Nous sommes en 1886, les jeux vidéo n’existent pas encore, les uchronies pas forcément non plus… sauf si vous considérez qu’une histoire reposant sur beaucoup d’interprétations est une uchronie en soit, ce qui rend caduque la notion d’histoire en tant que science, et donc la notion d’uchronie ; en voilà une critique qui commence bien ! Dans ce Londres alternatif, les armes et la technologie avancées côtoient des bâtisses Victoriennes et les styles vestimentaires et pilaires de l’époque.

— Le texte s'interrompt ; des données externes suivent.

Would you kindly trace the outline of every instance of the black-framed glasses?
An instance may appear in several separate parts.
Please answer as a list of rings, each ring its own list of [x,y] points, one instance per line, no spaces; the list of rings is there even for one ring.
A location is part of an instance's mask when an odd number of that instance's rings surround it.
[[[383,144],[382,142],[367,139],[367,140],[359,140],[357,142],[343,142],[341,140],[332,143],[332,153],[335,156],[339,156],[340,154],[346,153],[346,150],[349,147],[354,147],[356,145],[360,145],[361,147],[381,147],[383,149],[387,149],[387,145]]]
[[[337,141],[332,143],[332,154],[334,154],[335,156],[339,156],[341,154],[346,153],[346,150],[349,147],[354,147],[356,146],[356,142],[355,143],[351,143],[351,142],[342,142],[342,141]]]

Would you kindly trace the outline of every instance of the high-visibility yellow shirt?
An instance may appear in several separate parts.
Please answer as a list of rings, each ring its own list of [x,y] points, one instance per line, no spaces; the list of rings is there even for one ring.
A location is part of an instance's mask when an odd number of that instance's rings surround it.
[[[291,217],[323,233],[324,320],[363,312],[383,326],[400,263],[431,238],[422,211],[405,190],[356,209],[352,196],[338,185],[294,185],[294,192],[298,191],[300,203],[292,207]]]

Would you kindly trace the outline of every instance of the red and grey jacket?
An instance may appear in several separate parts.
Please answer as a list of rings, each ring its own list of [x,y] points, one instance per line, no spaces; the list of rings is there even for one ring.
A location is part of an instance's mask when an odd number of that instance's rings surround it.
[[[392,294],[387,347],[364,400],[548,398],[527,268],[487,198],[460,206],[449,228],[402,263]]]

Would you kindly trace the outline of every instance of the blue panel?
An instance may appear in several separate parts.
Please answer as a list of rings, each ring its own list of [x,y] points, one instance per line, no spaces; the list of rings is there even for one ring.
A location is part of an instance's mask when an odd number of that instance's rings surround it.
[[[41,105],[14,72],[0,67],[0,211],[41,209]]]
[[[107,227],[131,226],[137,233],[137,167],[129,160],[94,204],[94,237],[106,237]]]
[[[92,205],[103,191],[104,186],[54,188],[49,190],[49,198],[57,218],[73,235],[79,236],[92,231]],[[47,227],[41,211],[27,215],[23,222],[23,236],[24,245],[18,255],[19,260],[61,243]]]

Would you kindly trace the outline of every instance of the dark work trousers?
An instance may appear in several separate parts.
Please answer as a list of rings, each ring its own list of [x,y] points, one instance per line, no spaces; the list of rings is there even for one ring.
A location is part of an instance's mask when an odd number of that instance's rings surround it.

Dans The Order : 1886, tout ce qui est un homme et qui veut être digne de son genre, se doit d’arborer fièrement au choix : 1- la moustache qui fait de toi le héros de l’histoire, 2- La barbe qui fait de toi le mentor, 3- Les putains de rouflaquettes qui cristallisent tes attentes vis-à-vis de leur porteur. Mais, il n’y a pas que les poils dans la vie ; même si ici les cheveux et les poils sont superbes, on remarque aussi qu’à peu près tout l’est.
Oui, The Order : 1886 n’est pas beau. Il te viole la rétine, c’est une putain de roquette qui te défonce le crâne, c’est une claque esthétique. Après avoir lancé The Order, on retourne sur Ryse : Son Of Rome en y trouvant une somme colossale d’imperfections techniques. Au point où en est le jeu de Ready At Dawn ici-présent, la recherche du photoréaliste devient tout à fait stupide, car pour une des rares fois où je peux l’écrire : tu joues à The Order, tu sors de chez toi, tu as l’impression que le monde est mal modélisé. Tout est sublime, effets volumétriques inclus, les éclairages sont fantastiques, les animations criantes de vérité, les modélisations effrayantes de réalisme… The Order n’a pas besoin de réalité virtuelle pour que l’on croit pouvoir toucher ce qu’il représente.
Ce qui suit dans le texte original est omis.